Can you check out the network-manager for intrepid available in
http://launchpad.net/~network-manager/+archive? If that fixes it, it
was definitly an NM issue :)

 - Alexander

Revision history for this message
Henrik (neu242) wrote :

This bug affects me as well. I run Karmic, and I have never been able to resume from standby because of bug #290019. That's fixed for me now, and I see now that I need to restart NetworkManager after I wake up from standby.

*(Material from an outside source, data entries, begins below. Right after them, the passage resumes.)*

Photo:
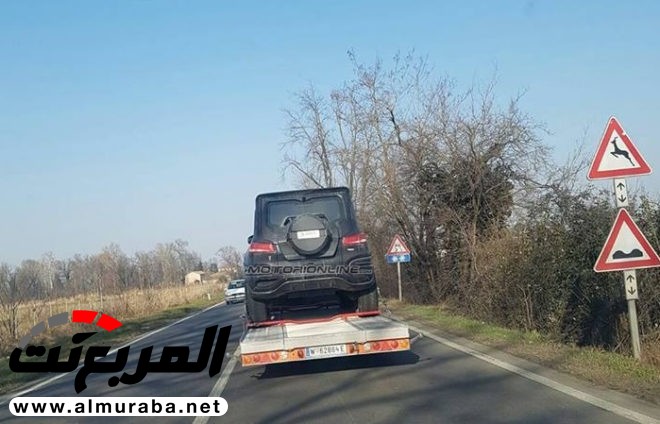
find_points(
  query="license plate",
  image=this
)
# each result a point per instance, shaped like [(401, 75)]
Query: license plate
[(308, 234), (325, 351)]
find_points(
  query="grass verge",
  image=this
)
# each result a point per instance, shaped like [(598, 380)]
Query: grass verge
[(130, 329), (606, 369)]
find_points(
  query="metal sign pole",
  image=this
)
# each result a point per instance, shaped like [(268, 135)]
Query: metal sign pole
[(398, 271), (630, 282), (629, 277)]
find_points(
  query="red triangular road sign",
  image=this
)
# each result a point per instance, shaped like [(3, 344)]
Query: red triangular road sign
[(626, 247), (398, 247), (617, 156)]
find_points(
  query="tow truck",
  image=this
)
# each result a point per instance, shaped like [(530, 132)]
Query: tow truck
[(344, 334)]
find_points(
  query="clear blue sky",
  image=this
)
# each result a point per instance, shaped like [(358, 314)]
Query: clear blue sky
[(139, 122)]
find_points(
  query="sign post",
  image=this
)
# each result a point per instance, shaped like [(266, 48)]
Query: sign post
[(626, 249), (397, 253)]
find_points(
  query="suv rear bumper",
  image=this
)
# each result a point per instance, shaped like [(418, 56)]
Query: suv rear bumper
[(273, 287)]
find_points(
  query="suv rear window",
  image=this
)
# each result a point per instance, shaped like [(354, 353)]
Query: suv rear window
[(331, 207)]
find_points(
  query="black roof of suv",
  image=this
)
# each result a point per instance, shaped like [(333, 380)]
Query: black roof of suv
[(307, 249)]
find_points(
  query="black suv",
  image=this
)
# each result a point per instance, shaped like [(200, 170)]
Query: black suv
[(307, 252)]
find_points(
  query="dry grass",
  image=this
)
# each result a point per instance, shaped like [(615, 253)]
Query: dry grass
[(131, 304), (607, 369)]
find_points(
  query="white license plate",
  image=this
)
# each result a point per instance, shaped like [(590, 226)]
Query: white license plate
[(325, 351), (308, 234)]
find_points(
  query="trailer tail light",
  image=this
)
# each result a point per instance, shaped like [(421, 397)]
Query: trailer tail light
[(262, 247), (385, 346), (354, 239)]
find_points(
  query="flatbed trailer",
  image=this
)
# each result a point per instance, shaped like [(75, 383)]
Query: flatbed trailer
[(340, 335)]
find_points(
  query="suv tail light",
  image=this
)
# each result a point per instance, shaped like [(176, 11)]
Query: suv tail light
[(262, 247), (354, 239)]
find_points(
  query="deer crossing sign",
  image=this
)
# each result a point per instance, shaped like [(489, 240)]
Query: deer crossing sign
[(617, 156)]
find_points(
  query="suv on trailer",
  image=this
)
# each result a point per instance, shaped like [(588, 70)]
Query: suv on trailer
[(307, 252)]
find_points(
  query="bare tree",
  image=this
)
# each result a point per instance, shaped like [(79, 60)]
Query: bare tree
[(11, 298)]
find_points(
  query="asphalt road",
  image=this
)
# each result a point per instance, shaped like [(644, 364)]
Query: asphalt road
[(433, 383)]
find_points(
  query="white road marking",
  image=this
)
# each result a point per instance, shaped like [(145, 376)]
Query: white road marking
[(220, 385), (578, 394), (31, 389)]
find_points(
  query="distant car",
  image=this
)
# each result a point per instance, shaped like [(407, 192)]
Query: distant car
[(307, 251), (235, 291)]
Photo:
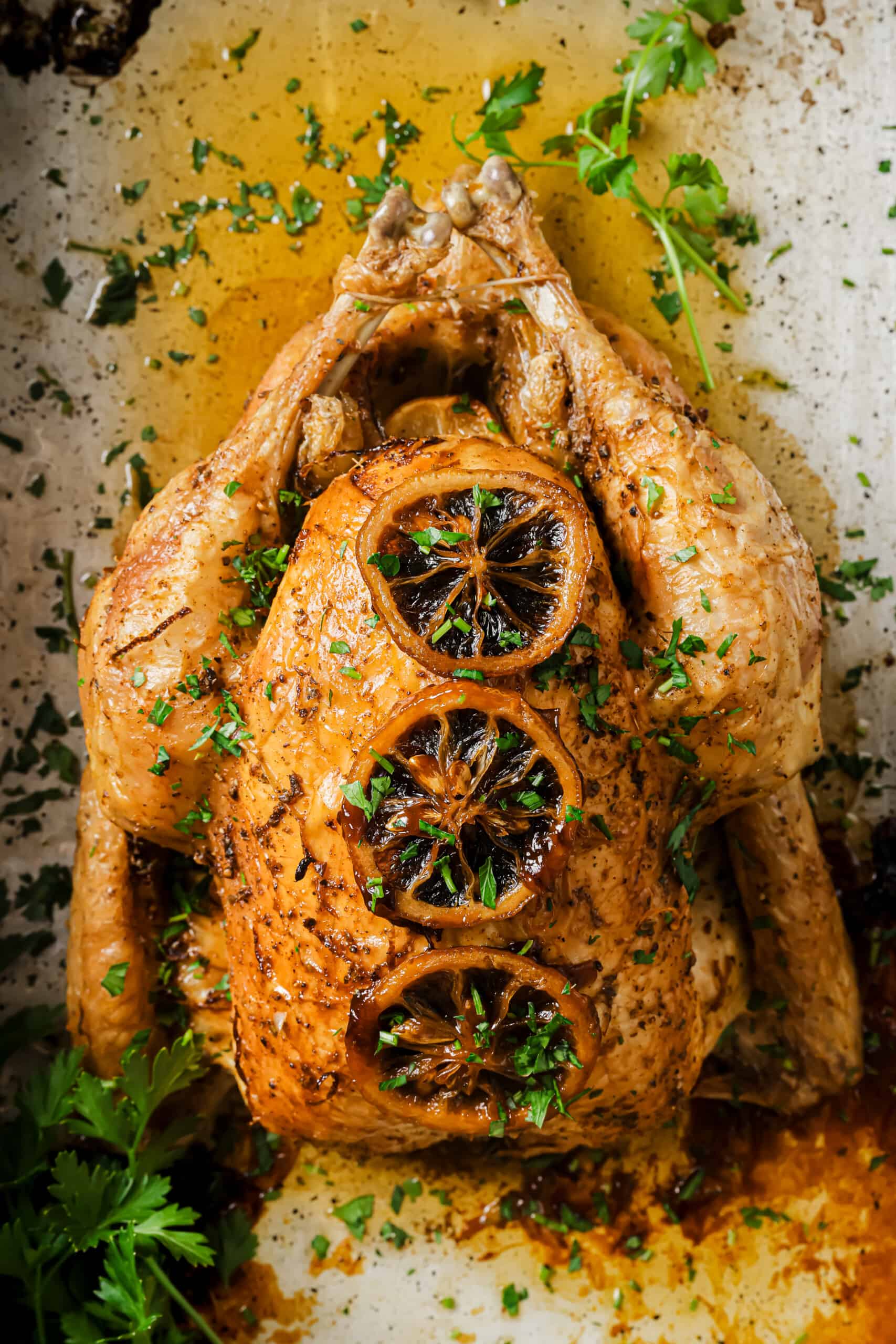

A plain "sudo /etc/init.d/NetworkManager restart" does not work. I have to "sudo killall NetworkManager && /etc/init.d/NetworkManager start".

Versions:
network-manager 0.8~a~git.20090804t185522.4bab334-0ubuntu1
linux-image-2.6.31.5-generic 2.6.31-5.24
pm-utils 1.2.5-2ubuntu4

Revision history for this message
Leann Ogasawara (leannogasawara) wrote :

I'm not yet convinced this is a kernel issue so am setting the linux kernel task to Incomplete for now until it's proven this is driver related.

Changed in linux (Ubuntu):
status: New → Incomplete
Revision history for this message
Henrik (neu242) wrote :

I still have to restart NetworkManager after resuming from suspend, with the latest karmic installed.

Issuing a "sudo restart network-manager" is sufficient.

Revision history for this message
Henrik (neu242) wrote :

This bug is solved, as mentioned in bug #529424

Revision history for this message
Jeremy Foshee (jeremyfoshee) wrote :

takeda64,
    Can you verify the statement by neu above?

Thanks!

~JFo

Revision history for this message
leo.sutton (leo-sutton) wrote :

I think I too suffer from this, and that it has not been solved, when I resume from suspend I cannot see any wireless networks in the applet, and un-ticking then ticking 'Enable Networking' doesn't seem to help. Also, when I run sudo /etc/init.d/NetworkManager restart, I get the message sudo: /etc/init.d/NetworkManager: command not found.

Revision history for this message
papukaija (papukaija) wrote :

Thank you for taking the time to report this bug and helping to make Ubuntu better. This particular bug has already been reported and is a duplicate of bug 524454, so it is being marked as such. Please look at the other bug report to see if there is any missing information that you can provide, or to see if there is a workaround for the bug. Additionally, any further discussion regarding the bug should occur in the other report. Feel free to continue to report any other bugs you may find.